Commercially the site is also a success. Over the past year we really ramped up the engagement with many of the largest technology firms in Australia, and at this stage the feedback is quite positive. Most already know about us when we approach them, and quite a few have chosen to become repeat advertisers after the success of initial campaigns. The assistance of our commercial representation, HS3 Media, and our accountants AKA Group has been critical in operating the commercial side of the business; thanks guys! In addition, you may have noticed that Delimiter’s web hosting has become rock solid over the past six months — that’s thanks to Bulletproof Networks, our hosting partner.
With all of this in mind, it’s time to wind down a bit for the Christmas season after a huge year. I wanted to post this article as a quick heads-up to how we’ll be working over the next few weeks and what you can expect from Delimiter.
- Over the next two weeks, from today (3 December) until Friday 14 December, Delimiter will be working on a “work slow” basis. We’ll still be posting between 2-3 articles a day — just the most important news mixed with some reviews we’re still to finish — but our coverage level will be reduced. It’s become obvious anyway over the past several weeks that there just isn’t enough happening out there in Australia’s technology sector to sustain a full complement (6-7) of decent stories each day right now, due to the end of the year approaching. Newsletters (weekly and daily) will still go out during this period.

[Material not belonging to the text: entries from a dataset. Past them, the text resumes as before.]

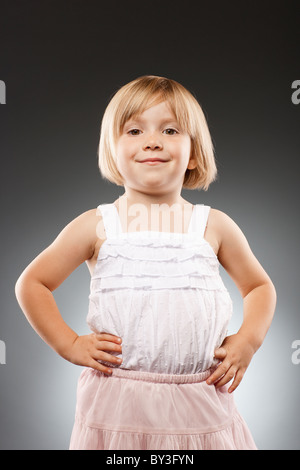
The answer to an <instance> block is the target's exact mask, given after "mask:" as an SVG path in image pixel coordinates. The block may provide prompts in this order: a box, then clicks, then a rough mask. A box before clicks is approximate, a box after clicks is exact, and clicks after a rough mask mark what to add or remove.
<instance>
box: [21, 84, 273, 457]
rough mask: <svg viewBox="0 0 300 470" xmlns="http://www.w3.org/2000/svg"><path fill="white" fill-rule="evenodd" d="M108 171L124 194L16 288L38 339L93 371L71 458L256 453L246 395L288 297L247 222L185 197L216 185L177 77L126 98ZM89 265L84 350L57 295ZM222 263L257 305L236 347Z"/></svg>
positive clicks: (253, 303)
mask: <svg viewBox="0 0 300 470" xmlns="http://www.w3.org/2000/svg"><path fill="white" fill-rule="evenodd" d="M99 167H100V171H101V173H102V175H103V177H105V178H107V179H108V180H109V181H112V182H114V183H116V184H117V185H122V186H124V189H125V192H124V194H123V195H122V196H121V197H120V198H118V200H116V201H114V202H112V203H107V204H101V205H99V206H98V207H97V209H92V210H89V211H87V212H85V213H83V214H81V215H80V216H79V217H77V218H76V219H75V220H73V221H72V222H71V223H69V224H68V225H67V226H66V227H65V228H64V229H63V230H62V232H61V233H60V234H59V235H58V237H57V238H56V240H54V242H53V243H52V244H51V245H50V246H49V247H48V248H47V249H46V250H44V251H43V252H42V253H41V254H40V255H39V256H38V257H37V258H36V259H34V260H33V261H32V263H31V264H30V265H29V266H28V267H27V268H26V269H25V270H24V272H23V273H22V274H21V276H20V278H19V279H18V281H17V284H16V295H17V299H18V301H19V303H20V306H21V308H22V309H23V311H24V313H25V315H26V316H27V318H28V320H29V322H30V323H31V324H32V326H33V328H34V329H35V330H36V331H37V332H38V333H39V335H40V336H41V337H42V338H43V339H44V340H45V341H46V342H47V343H48V344H49V345H50V346H51V347H52V348H53V349H54V350H55V351H56V352H57V353H58V354H60V355H61V356H62V357H63V358H65V359H67V360H68V361H70V362H72V363H74V364H78V365H81V366H84V369H83V371H82V373H81V376H80V378H79V382H78V390H77V406H76V417H75V424H74V428H73V432H72V437H71V443H70V449H113V450H118V449H168V450H171V449H218V450H219V449H256V445H255V443H254V441H253V439H252V436H251V434H250V431H249V429H248V427H247V425H246V423H245V421H244V420H243V418H242V417H241V415H240V414H239V412H238V410H237V409H236V407H235V404H234V398H233V394H232V392H233V391H234V390H235V389H236V387H237V386H238V385H239V384H240V382H241V380H242V377H243V375H244V373H245V371H246V369H247V367H248V366H249V363H250V361H251V359H252V356H253V355H254V353H255V352H256V350H257V349H258V348H259V347H260V346H261V344H262V342H263V340H264V337H265V335H266V333H267V330H268V328H269V326H270V323H271V320H272V317H273V314H274V310H275V303H276V292H275V288H274V286H273V284H272V282H271V280H270V278H269V276H268V275H267V273H266V272H265V271H264V269H263V268H262V266H261V265H260V263H259V262H258V260H257V259H256V258H255V256H254V254H253V253H252V251H251V249H250V247H249V245H248V243H247V240H246V238H245V236H244V235H243V233H242V232H241V230H240V229H239V227H238V226H237V225H236V224H235V222H234V221H233V220H232V219H231V218H230V217H228V216H227V215H226V214H225V213H223V212H221V211H219V210H216V209H211V208H210V207H209V206H206V205H202V204H196V205H192V204H191V203H189V202H188V201H186V200H184V199H183V198H182V197H181V190H182V188H189V189H204V190H207V189H208V187H209V185H210V183H211V182H212V181H213V180H214V179H215V178H216V171H217V170H216V164H215V159H214V152H213V146H212V142H211V138H210V134H209V130H208V127H207V124H206V120H205V117H204V114H203V112H202V110H201V107H200V105H199V104H198V102H197V101H196V99H195V98H194V97H193V96H192V95H191V93H190V92H189V91H187V90H186V89H185V88H184V87H183V86H182V85H180V84H179V83H177V82H175V81H174V80H170V79H167V78H164V77H156V76H144V77H140V78H138V79H136V80H134V81H132V82H130V83H129V84H127V85H125V86H124V87H122V88H121V89H120V90H119V91H118V92H117V93H116V94H115V95H114V97H113V98H112V100H111V101H110V103H109V105H108V107H107V109H106V111H105V113H104V116H103V120H102V127H101V135H100V144H99ZM83 261H86V263H87V265H88V267H89V270H90V272H91V284H90V296H89V311H88V317H87V321H88V324H89V326H90V328H91V330H92V331H93V333H92V334H90V335H84V336H78V335H77V334H76V333H75V332H74V331H73V330H72V329H70V327H69V326H68V325H67V324H66V323H65V322H64V321H63V319H62V317H61V315H60V313H59V311H58V308H57V306H56V304H55V301H54V298H53V295H52V292H53V291H54V290H55V289H56V288H57V287H58V286H59V285H60V284H61V283H62V282H63V281H64V280H65V279H66V278H67V277H68V276H69V275H70V274H71V273H72V271H73V270H74V269H76V267H77V266H79V265H80V264H81V263H83ZM219 263H220V264H221V265H222V266H224V268H225V269H226V271H227V272H228V273H229V275H230V276H231V278H232V279H233V281H234V282H235V283H236V285H237V287H238V289H239V291H240V293H241V295H242V297H243V306H244V309H243V310H244V312H243V313H244V318H243V323H242V325H241V327H240V329H239V331H238V332H237V333H236V334H233V335H231V336H226V330H227V325H228V322H229V319H230V316H231V313H232V302H231V298H230V295H229V293H228V291H227V289H226V288H225V286H224V284H223V282H222V279H221V278H220V275H219Z"/></svg>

- Over the Christmas and New Year’s period, from 15 December until 6 January, Delimiter will halt publishing and newsletters entirely, unless there’s a really urgent story (such as happened last year with iiNet buying Internode). Over this period, our forums will remain open and continue to be moderated, but we’re not planning to publish any stories in that period.

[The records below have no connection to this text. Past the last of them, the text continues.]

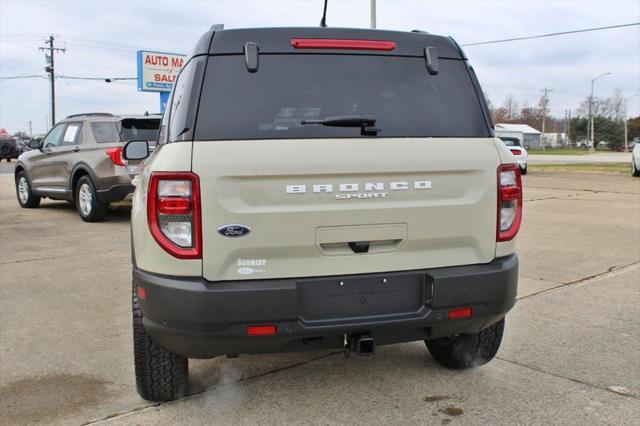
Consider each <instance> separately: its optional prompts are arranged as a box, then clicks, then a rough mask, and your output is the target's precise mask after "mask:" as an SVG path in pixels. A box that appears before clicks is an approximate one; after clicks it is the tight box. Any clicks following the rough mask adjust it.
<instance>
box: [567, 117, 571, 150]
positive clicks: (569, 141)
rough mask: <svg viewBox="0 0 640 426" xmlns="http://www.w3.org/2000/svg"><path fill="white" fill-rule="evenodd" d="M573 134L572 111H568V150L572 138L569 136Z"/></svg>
mask: <svg viewBox="0 0 640 426" xmlns="http://www.w3.org/2000/svg"><path fill="white" fill-rule="evenodd" d="M570 133H571V110H570V109H568V110H567V148H568V147H569V145H570V144H571V138H570V137H569V134H570Z"/></svg>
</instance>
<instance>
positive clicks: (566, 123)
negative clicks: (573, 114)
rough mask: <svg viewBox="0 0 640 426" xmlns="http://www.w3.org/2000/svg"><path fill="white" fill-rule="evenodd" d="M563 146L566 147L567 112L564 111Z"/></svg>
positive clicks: (566, 135) (566, 143)
mask: <svg viewBox="0 0 640 426" xmlns="http://www.w3.org/2000/svg"><path fill="white" fill-rule="evenodd" d="M562 142H563V145H567V110H566V109H565V110H564V140H563V141H562Z"/></svg>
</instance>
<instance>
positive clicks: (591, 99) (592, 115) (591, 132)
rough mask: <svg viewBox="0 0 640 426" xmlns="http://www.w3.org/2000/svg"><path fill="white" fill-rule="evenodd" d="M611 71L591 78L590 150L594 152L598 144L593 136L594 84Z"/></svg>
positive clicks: (589, 116)
mask: <svg viewBox="0 0 640 426" xmlns="http://www.w3.org/2000/svg"><path fill="white" fill-rule="evenodd" d="M610 74H611V73H610V72H605V73H604V74H600V75H599V76H597V77H596V78H594V79H593V80H591V96H589V128H590V130H591V131H590V132H589V134H590V137H589V139H590V141H591V146H590V147H589V151H591V152H594V151H595V150H596V146H595V145H594V137H593V132H594V127H595V126H594V124H593V122H594V117H593V84H594V83H595V82H596V80H598V79H600V78H602V77H604V76H605V75H610Z"/></svg>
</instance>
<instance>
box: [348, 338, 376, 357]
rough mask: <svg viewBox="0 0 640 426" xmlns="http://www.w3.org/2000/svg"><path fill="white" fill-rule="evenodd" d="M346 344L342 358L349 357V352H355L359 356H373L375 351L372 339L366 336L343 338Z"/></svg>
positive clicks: (349, 354)
mask: <svg viewBox="0 0 640 426" xmlns="http://www.w3.org/2000/svg"><path fill="white" fill-rule="evenodd" d="M345 337H346V339H345V340H346V342H345V345H344V356H345V357H347V358H348V357H349V356H350V355H351V351H353V350H355V351H356V353H357V354H358V355H360V356H370V355H373V353H374V351H375V343H374V340H373V338H372V337H370V336H367V335H362V336H345Z"/></svg>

Of course, if you have any queries or issues during this extended holiday period you can always continue to drop us a line through our contact form.
One last thing: I just want to specifically give a shout out and thanks to the hundreds and hundreds of readers who sent in anonymous tips to Delimiter this year via our anonymous tips form. It’s something that not everyone is aware of, but Delimiter normally gets between 2-3 tips per day through this form. We follow up every one, but we can’t always verify the information received, so not every tip becomes a story immediately. However, this avenue is where some of our best stories arrived this year, and during the height of some stories (such as CommBank’s SOE disaster in July, which the bank flatly refused to talk about), we were receiving 5-6 tips a day from different sources about this kind of specific issue.
One of the main things which Delimiter has always been focused on is accountability: Holding politicians to account for their promises and fact-checking their statements, making sure that vendors don’t screw Australian customers, disclosing facts that powerful interests want to keep hidden. Without our tipsters, we couldn’t do this job half as well, and so we wanted to say thank you for a glorious 2012 full of tips. We don’t always know who you are, but we always highly respect your integrity in doing what you do.